What struck us is that most of these would not look out of place now, if they were filtered through the lens of Instagram, figuratively and literally.

The only good thing to come out of the two week-plus U.S. government shutdown last month was the attention it brought to the national parks, the importance of them to the local economies that depend on them, and the global inspiration that every country trying to conserve its natural resources derives from the creation of them, “an idea as uniquely American as the Declaration of Independence and just as radical,” as Ken Burns put it in his 2009 TV documentary The National Parks: America’s Best Idea.

But way before we Instagrammed the 2013 shutdown, there was a generation that embraced and grew up on them, way before other more addictive man-made theme parks stole the former national pastime.

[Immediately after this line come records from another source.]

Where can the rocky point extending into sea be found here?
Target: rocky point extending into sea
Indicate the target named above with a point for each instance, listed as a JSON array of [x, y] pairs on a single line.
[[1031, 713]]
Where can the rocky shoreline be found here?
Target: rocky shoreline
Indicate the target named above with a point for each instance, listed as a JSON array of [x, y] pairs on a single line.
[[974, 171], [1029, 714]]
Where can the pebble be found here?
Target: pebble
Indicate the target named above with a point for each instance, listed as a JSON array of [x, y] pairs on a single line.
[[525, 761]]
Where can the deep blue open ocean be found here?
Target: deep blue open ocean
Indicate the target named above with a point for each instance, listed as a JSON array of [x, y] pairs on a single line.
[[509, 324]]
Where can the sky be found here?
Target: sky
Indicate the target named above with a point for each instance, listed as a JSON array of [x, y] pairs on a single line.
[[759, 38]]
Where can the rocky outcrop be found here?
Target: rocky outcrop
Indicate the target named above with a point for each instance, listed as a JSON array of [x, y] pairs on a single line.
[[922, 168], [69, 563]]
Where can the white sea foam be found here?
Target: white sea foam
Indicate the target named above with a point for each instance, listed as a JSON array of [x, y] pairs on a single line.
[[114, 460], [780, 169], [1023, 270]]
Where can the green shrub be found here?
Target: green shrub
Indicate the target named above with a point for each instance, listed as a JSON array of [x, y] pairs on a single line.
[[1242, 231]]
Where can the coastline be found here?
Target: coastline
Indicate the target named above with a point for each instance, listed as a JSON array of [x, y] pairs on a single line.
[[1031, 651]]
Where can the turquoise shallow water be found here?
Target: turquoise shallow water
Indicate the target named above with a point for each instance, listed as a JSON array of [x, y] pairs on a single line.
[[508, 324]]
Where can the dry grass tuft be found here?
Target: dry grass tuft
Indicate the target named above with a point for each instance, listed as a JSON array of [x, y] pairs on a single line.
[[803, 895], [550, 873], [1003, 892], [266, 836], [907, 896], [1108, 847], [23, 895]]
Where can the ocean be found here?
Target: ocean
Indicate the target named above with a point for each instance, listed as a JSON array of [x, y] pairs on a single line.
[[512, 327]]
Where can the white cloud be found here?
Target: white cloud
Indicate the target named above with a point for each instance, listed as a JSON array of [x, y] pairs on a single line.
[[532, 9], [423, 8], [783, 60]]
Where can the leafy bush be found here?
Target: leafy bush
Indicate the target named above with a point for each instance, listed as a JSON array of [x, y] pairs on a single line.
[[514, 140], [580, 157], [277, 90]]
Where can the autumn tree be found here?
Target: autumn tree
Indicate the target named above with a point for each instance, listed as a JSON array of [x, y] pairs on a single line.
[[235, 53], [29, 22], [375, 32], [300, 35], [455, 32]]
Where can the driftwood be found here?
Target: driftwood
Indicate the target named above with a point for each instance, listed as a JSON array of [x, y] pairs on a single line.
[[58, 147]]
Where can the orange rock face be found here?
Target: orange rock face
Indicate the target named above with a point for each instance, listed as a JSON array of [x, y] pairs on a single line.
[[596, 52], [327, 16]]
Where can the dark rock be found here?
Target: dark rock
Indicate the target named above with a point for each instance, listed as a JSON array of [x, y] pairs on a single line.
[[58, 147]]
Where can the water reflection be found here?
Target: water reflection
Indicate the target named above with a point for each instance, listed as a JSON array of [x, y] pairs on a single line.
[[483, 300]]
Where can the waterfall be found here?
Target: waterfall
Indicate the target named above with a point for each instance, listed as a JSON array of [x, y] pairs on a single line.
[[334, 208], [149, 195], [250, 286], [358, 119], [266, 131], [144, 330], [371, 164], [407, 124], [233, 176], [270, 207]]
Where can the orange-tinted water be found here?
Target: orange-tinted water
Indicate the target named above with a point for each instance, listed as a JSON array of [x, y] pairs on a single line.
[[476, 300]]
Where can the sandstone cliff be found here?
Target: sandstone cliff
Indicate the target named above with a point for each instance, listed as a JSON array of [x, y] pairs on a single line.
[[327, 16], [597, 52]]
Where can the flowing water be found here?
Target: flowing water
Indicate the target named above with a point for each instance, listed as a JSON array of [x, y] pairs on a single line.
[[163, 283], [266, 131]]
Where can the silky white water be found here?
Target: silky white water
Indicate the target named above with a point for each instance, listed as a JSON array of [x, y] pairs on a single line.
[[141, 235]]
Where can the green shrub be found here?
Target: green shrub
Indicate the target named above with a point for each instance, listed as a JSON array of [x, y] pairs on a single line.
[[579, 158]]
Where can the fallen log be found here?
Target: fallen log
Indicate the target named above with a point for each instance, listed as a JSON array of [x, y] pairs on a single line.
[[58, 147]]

And a unique program called DOCUMERICA documented the national parks like we would now, in all its filtered nostalgic glory.

This was a program sponsored by the Environmental Protection Agency to “photographically document subjects of environmental concern” in U.S., from about 1972 to 1977; it recruited 70 well-known photographers and ask them to go around the vast country and bring back photos of everyday life at the margins of these changes.

Some photographers interpreted their mission rather broadly and artistically, and Boyd Norton, a nature photographer, photographed the National Parks of Colorado and Utah, among other places.  The U.S. National Archives put up these photographs on Flickr and we have selected the best of them, above.